Belakangan ini ada suatu kejadian, terjadi perdebatan yang tidak sengit antara A dan B (karena A lebih banyak diam). A menggunakan fakta/data, dan B berpegang pada asumsi yang menyatakan bahwa fakta A adalah keliru. A adalah seorang junior, B adalah seorang senior dan pakar di bidangnya.
Mungkin menyebalkan rasanya bagi A untuk memeriksa kembali sebuah fakta (yang mungkin sudah diperiksanya berulang kali) hanya karena berbeda dengan asumsi sang pakar. Ternyata semakin pakar seseorang bisa menjadikannya susah berpisah dengan asumsi atau hipotesis atau some-shit-whatever yang berbeda dari pengalaman-pengalaman sebelumnya. Bukannya aku meremehkan pengalaman itu, atau pengetahuan yang sudah diperoleh, tapi ketidaksadaran akan sesuatu bisa terjadi di luar kebiasaan itu tetap aja salah, kan?

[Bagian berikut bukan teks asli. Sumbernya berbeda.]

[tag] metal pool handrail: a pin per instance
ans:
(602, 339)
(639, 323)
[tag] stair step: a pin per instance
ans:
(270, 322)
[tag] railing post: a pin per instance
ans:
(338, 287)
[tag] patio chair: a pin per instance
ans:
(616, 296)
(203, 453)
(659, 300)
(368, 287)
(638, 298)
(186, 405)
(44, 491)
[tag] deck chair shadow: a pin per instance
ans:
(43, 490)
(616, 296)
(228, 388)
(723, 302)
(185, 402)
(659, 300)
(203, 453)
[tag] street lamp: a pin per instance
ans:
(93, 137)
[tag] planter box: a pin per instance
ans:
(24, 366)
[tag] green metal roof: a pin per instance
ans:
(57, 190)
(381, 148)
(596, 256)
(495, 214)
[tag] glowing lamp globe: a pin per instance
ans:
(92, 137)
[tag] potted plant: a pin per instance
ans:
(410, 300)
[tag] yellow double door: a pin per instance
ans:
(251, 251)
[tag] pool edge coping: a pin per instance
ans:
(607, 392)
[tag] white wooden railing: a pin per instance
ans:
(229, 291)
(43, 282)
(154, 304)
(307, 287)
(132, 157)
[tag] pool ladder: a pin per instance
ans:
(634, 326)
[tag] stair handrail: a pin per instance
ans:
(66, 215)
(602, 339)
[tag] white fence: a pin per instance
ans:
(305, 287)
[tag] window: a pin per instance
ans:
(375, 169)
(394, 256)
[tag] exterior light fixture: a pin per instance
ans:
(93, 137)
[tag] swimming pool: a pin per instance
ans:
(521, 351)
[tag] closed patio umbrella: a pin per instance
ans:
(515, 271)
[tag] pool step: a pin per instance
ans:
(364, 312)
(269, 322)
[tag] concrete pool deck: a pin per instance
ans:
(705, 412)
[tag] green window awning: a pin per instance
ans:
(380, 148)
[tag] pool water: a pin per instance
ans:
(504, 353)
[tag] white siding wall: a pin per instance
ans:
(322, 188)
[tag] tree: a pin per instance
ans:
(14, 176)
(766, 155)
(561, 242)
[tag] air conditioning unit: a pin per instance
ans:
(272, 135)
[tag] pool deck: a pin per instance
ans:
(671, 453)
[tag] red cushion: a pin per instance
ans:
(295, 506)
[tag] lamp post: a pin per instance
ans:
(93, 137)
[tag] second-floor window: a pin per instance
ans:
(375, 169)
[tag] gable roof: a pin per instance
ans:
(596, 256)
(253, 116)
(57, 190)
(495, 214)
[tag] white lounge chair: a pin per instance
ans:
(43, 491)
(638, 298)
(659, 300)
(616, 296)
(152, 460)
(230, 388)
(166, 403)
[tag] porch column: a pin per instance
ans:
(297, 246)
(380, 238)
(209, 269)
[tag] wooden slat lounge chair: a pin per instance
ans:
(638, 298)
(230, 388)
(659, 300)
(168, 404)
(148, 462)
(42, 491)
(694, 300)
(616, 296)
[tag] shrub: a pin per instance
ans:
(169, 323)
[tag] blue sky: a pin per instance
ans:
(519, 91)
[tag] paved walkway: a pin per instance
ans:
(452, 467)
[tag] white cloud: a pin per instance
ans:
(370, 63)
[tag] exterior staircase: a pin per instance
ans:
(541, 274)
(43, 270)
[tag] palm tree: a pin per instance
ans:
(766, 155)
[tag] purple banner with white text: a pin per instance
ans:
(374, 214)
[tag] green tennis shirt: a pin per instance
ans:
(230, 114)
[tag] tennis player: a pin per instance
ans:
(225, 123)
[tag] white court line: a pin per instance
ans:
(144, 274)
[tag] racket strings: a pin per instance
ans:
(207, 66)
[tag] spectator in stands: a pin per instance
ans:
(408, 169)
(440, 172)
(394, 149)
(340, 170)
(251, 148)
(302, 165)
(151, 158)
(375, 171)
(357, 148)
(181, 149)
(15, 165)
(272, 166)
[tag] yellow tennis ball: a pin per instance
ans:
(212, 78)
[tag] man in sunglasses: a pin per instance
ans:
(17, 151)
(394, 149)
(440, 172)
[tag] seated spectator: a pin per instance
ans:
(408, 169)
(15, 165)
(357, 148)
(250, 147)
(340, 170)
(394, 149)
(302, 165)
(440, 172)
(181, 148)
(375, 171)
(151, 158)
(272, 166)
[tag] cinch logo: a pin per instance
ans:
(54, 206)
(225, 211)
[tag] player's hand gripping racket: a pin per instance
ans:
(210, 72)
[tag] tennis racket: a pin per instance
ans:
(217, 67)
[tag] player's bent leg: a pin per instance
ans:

Ini juga pelajaran buat diri aku sendiri, jangan membuat suatu penilaian, asumsi atau teori terhadap sesuatu, kemudian tidak mau berubah pikiran terhadapnya. Salah satu tujuan utama filsafat/science adalah mengingatkan kita untuk tidak cepat-cepat menarik kesimpulan. Kalau dilihat dari sejarahnya dimulai dari Rene Descartes, Bapak filsafat modern, yang mengemukakan cara baru untuk meragukan segala sesuatu sampai kita bisa memahami dengan jelas.
Mari kita mendatangkan seorang antischolar, seseorang yang berfokus pada buku-buku yang belum terbaca, dan yang berupaya untuk memperlakukan pengetahuan bukan sebagai harta karun, atau bahkan sebagai hak milik, atau bahkan sesuatu yang meningkatkan harga diri. Jadilah seorang peneliti yang skeptis.
― Nassim Nicholas Taleb
Itu adalah sepenggal kutipan dari buku The Black Swan yang juga banyak mencuci otakku. Mungkin kita memang terlalu sombong dengan ilmu-ilmu yang kita miliki, dan melupakan ilmu-ilmu yang belum kita tahu. Kita merasa tahu lebih banyak daripada yang sebenarnya kita tahu. Tetap fokus pada buku-buku yang belum kita baca ketimbang yang sudah, akan menjadikan kita tidak buta dalam melihat dunia yang dinamis. Dunia yang tidak sebatas dengan yang ada di dalam pikiran kita. Jangan terlalu cepat membuat penilaian.
Plot twist: ternyata si A ini seorang empirisis sejati, dia bisa mengumpulkan fakta dari berbagai sisi, dan akhirnya dia yang memenangkan perdebatan.